Parasiuk has remained active in health-care policy research in Canada, having been a Director of Interhealth Canada Ltd. from 1994 to 2002 and Chairman of Interhealth Canada (China) Inc. from 1995 to 2003 and Chairman of the Beijing Toronto International Hospital Co-operative Joint Venture from 1996 to 2001, the first-ever private healthcare facility in Beijing, China. This project has not been completed due in large part to funding problems brought on by the 1997 Asian financial crisis.

In 1999, Parasiuk became the Managing Director of Interhealth Canada Limited Abu Dhabi, overseeing the start-up of the then Sheikh Khalifa Medical Center, a 335-bed, 1500 staff, accredited Western standard international hospital, now known as the Sheikh Khalifa Medical Pavilion, a central piece in the Sheikh Khalifa Medical City. When Parasiuk left Interhealth Canada Limited in 2002, he held the positions of Vice-Chairman of the Board, President and CEO.

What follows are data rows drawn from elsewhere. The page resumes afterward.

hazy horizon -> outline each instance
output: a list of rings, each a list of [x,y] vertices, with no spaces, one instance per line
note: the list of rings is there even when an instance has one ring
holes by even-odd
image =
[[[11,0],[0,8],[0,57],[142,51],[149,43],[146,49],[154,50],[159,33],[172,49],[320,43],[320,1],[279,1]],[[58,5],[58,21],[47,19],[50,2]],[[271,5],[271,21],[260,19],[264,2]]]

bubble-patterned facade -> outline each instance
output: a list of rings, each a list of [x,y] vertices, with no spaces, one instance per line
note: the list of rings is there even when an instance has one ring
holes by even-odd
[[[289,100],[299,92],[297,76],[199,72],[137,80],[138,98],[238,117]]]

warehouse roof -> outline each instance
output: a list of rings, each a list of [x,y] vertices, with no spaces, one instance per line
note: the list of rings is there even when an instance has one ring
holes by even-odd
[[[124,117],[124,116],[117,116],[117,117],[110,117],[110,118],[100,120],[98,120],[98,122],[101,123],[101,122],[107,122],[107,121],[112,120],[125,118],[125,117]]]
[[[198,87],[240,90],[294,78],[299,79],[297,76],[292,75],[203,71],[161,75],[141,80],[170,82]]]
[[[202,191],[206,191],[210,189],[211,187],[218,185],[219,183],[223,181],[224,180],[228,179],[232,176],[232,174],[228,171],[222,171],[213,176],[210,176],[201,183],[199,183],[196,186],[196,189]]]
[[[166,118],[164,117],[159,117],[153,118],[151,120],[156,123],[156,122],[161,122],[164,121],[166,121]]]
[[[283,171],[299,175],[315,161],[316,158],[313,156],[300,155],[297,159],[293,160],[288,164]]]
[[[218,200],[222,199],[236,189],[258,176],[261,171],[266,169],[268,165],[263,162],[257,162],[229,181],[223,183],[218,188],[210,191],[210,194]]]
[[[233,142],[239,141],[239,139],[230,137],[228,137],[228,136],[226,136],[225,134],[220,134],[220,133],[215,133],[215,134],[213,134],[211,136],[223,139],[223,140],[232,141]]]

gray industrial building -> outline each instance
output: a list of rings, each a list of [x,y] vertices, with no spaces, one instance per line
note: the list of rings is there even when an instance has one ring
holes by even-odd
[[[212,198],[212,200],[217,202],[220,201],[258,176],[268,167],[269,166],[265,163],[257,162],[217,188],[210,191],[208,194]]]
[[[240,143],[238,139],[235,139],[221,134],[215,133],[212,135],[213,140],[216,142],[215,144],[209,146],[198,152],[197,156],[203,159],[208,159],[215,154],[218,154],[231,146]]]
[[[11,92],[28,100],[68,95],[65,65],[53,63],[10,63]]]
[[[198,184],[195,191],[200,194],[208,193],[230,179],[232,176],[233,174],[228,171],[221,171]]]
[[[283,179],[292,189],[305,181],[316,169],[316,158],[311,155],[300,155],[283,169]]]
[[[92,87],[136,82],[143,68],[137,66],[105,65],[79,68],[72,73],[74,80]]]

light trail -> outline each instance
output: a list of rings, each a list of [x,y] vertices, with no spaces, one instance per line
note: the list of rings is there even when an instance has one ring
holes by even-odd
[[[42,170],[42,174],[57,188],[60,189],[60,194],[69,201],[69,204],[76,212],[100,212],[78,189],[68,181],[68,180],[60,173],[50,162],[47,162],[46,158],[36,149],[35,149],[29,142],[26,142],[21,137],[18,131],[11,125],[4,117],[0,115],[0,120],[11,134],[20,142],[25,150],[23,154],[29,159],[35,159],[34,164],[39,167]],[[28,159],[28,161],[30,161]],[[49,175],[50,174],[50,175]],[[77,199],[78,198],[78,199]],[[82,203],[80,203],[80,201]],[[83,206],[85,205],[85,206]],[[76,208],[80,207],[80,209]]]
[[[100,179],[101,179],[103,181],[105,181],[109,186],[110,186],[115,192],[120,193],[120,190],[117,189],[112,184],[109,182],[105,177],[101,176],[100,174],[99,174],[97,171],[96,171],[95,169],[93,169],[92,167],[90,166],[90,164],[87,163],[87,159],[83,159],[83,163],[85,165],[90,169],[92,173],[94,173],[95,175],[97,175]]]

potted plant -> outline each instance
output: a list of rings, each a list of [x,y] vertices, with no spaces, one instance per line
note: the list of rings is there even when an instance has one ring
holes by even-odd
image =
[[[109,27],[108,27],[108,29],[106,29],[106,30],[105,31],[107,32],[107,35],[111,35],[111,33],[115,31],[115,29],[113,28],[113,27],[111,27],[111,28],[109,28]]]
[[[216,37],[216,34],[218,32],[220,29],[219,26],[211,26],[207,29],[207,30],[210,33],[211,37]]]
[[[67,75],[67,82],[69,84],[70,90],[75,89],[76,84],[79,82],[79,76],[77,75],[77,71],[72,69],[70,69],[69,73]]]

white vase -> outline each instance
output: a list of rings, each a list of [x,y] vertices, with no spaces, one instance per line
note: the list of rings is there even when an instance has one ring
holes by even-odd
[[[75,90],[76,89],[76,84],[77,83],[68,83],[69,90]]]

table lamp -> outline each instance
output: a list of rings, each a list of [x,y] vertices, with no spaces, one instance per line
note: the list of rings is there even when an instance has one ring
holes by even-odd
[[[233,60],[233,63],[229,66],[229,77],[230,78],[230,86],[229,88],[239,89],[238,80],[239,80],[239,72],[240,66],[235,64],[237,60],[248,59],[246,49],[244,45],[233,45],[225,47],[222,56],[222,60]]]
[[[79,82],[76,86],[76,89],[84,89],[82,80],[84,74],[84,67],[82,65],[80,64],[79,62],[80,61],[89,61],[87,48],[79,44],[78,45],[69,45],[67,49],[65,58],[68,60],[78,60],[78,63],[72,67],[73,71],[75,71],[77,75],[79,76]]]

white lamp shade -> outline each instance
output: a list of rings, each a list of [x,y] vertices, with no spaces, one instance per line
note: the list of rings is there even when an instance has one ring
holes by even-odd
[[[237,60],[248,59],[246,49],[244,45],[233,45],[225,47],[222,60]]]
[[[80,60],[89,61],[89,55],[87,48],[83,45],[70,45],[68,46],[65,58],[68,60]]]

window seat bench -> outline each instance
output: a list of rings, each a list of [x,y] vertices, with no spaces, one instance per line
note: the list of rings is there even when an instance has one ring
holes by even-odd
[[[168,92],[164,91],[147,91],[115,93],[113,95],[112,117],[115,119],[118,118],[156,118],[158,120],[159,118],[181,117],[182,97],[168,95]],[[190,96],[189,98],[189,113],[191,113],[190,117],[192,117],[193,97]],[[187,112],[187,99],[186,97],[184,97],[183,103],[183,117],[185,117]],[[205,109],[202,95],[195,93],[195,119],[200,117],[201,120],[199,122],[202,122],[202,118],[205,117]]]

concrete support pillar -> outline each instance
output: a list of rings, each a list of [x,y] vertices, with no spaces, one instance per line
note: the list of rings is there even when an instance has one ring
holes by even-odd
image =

Since 1995, Parasiuk and his company, Paralink Management Ltd., have been involved in organizing private/public sector partnerships in the export of Canada's expertise with emphasis on Canada's healthcare, education and civics expertise. Paralink also provides advice on energy development matters. The Paralink group of companies are also involved in the recruitment and placement of foreign workers in Canada.

Parasiuk has not remained active in partisan politics, although in 2003 he publicly supported Bill Blaikie's campaign to lead the federal New Democratic Party.

Married since 1967 to Wilma Dorothy Parasiuk (née Hewitson), also of Winnipeg, Manitoba, he has two children and resides in the Vancouver area.